Sunday, August 06, 2006

The U.S. News & World Report Rankings

By Richard Vedder

Some university presidents are gloating a bit or giving a bit of a sigh of relief because the price of for-profit higher education stocks is down a good bit this year. Apollo Corp., for example, is down more than 30 percent. But what has happened to the University of Michigan or Colorado College? Are they up or down? Who knows? There is no clear "bottom line" in most of higher education, with the conspicious exception of athletics.

US News & World Report (hereafter, USNWR) knows the American desire to compete, to be the best, to excel. So they have created a bottom line, their annual college rankings. They are to be commended for offering the consumers a much desired service.

Yet the USNWR rankings are based in considerable part on inputs -- the quality of incoming students, the proportion of alumni giving money, the amount of faculty hired, class sizes, etc., and not on outcomes. When Consumer Reports rates cars, they drive them; USNWR does the equivalent of measuring the amount of steel used in cars, rather than their performance.

Colleges in their zeal for USNWR recognition thus have a bias to turn down deserving but only "good" as opposed to "outstanding" students, therey reducing access and restricting supply; similarly, they have incentives to spend rather than conserve resources.
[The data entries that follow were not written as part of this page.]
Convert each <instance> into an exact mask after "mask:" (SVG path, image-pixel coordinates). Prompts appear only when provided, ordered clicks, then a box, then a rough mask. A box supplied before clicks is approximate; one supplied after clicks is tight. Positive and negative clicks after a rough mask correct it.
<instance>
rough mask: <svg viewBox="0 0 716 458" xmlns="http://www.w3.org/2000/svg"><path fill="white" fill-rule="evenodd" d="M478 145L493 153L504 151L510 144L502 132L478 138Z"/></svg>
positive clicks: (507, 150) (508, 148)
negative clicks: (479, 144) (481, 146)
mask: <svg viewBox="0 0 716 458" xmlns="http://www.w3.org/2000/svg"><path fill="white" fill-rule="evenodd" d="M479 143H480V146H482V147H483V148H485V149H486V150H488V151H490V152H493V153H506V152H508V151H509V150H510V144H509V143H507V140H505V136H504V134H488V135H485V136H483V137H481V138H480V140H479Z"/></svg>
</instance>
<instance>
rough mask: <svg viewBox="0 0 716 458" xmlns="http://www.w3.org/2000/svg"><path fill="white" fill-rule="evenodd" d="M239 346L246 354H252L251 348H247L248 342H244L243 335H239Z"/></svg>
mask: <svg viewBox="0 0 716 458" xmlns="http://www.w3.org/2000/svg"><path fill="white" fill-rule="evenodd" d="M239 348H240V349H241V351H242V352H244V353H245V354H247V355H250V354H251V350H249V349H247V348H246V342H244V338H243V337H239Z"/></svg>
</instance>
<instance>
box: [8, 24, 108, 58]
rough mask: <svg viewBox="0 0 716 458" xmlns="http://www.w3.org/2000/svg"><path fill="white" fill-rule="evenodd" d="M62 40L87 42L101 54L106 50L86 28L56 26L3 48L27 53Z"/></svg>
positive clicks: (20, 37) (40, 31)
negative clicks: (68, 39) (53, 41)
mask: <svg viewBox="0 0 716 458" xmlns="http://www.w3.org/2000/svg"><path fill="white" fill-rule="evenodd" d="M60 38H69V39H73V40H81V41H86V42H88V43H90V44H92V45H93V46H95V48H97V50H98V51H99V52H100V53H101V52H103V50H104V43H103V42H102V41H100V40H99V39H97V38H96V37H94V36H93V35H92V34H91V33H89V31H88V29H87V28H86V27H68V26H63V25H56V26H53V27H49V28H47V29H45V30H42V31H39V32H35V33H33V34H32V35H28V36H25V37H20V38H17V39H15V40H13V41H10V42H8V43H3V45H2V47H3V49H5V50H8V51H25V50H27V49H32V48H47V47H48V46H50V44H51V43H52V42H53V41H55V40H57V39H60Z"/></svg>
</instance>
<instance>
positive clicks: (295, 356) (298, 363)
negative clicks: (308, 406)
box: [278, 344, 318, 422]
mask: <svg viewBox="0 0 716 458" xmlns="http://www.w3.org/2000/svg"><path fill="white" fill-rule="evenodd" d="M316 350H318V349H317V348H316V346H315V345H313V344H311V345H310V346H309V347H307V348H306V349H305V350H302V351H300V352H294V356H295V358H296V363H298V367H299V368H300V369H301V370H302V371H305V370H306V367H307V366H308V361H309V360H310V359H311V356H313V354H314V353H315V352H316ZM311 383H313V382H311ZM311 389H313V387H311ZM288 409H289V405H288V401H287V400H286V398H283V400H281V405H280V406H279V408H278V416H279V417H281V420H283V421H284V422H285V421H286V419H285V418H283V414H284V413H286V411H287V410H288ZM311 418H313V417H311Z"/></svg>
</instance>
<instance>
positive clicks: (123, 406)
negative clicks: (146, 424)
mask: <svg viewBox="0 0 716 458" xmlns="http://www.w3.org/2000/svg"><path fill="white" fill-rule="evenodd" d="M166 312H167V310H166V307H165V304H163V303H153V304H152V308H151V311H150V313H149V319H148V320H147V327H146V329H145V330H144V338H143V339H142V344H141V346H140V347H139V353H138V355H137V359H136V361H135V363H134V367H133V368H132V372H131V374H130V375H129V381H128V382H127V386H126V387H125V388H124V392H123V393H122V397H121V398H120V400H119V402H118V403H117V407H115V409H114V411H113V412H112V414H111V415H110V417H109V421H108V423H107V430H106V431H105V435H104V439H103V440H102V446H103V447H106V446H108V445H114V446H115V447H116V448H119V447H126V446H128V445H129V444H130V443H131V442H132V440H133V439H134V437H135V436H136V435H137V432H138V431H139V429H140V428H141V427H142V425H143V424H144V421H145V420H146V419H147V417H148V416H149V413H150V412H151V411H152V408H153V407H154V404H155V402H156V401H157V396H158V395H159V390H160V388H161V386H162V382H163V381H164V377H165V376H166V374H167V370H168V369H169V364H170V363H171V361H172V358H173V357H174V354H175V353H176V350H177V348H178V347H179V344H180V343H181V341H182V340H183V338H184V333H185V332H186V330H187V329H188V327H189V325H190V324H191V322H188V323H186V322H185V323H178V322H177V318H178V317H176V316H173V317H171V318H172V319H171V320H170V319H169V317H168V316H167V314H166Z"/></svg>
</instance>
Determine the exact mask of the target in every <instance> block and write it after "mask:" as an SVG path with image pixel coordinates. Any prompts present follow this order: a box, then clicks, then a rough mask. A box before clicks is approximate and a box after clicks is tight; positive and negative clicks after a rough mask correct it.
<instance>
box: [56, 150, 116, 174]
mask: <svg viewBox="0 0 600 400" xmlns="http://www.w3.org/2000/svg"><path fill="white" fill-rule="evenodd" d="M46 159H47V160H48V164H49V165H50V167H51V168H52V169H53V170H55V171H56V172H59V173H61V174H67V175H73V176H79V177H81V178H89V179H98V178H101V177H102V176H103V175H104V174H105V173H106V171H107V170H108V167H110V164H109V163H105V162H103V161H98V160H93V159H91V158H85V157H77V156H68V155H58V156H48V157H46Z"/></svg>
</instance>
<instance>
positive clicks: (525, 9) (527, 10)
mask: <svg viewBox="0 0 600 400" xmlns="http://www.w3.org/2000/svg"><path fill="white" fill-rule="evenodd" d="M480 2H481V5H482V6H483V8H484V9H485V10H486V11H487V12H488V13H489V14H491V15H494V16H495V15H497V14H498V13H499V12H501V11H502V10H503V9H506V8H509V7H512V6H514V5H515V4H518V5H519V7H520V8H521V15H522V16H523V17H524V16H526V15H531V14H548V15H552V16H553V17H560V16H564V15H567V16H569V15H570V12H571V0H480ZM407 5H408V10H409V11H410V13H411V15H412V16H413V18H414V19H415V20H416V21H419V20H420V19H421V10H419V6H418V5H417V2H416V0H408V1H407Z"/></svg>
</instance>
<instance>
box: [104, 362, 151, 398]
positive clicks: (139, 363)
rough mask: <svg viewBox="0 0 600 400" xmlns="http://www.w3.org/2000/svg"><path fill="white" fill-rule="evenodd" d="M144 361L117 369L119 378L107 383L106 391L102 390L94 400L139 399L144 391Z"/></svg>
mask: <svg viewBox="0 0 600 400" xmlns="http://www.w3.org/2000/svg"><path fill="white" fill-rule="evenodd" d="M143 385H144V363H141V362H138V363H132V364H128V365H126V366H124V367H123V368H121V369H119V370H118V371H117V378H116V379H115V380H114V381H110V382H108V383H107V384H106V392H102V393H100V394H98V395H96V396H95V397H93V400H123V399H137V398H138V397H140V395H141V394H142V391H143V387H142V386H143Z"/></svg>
We need some new "bottom lines" that are outcomes based-- what did the kids learn in college? The Higher Education Commission;s draft report comes down pretty strong in pushing to provide consumers new outcome-based measures and other easy-to-understand indicators of performance. This is good, and in large part for that reason, I will be voting to adopt the report (as a member of that commission). Let us give USNWR some real competition in the rating business.


Ryan D Bond said...

Dr. Vedder,

Nice to read your current thoughts on the issues of competition in higher education and the lack of and need for a meaningful bottom line.

Having read some of your earlier writing on the subjects since graduating from Ohio University, I have quickly become sensitive to the cost of higher education as my adopted daughter begins her own higher education program this fall. The annual increases in cost of higher education are alarming, as you have discussed at length.

Indeed, my daughter expressed interest in attenting my alma mater, which I am very fond of and have in retrospect deemed an institution that successfully educates many thousand students each year across a very diverse base of programs. However, when I quickly investigated the "Out of state" tuition and companion expenses, I determined (rather conservatively) that my wife & I would be paying $25K+ per year. Such fees (in spite of my sentimental notions) were an absolute deal breaker versus the numerous higher education institutions available within our home state of Pennsylvania.

In-state versus out-of-state comparisons are common, and often easy to resolve, for most parents and students paying for a service. However, more alarming to me was the comparison of out-of-state costs when I attended my alma mater during the early 1990's versus those same costs today - 150% increase in 10 years!

As Charlie Munger has said in recent years with specific regards to business schools - (paraphrasing) they are one of the few businesses where demand increases as prices increase.

Keep up the great work!
Ryan D. Bond

superhiker said...

Ryan, here are 3 reasons out of state tuition is so high at Ohio University:

1) Ohio has cut back on subsidies for public higher education, expecting the students to pick up more of the tab.

2) Public universities all over the country are charging what the market will bear for out of state students.

3) As Richard Vedder says, too many "research professors" heading up "research centers". A good example of this is Professor Richard Vedder, Distinguished Professor and head of the Washington-based Center for College Affordability and Productivity!

Lady Justice said...

I'm not a huge fan of the rankings, but I'm pleased to see that The University of Chicago has moved back up top where it belongs.

For a superb undergraduate education, U of C is easily up there due to the strong focus on "The Life of the Mind" rather than how fab the football team is performing.

At least the rankings made an iota more sense this year with the stellar jump of U of C to where it belongs.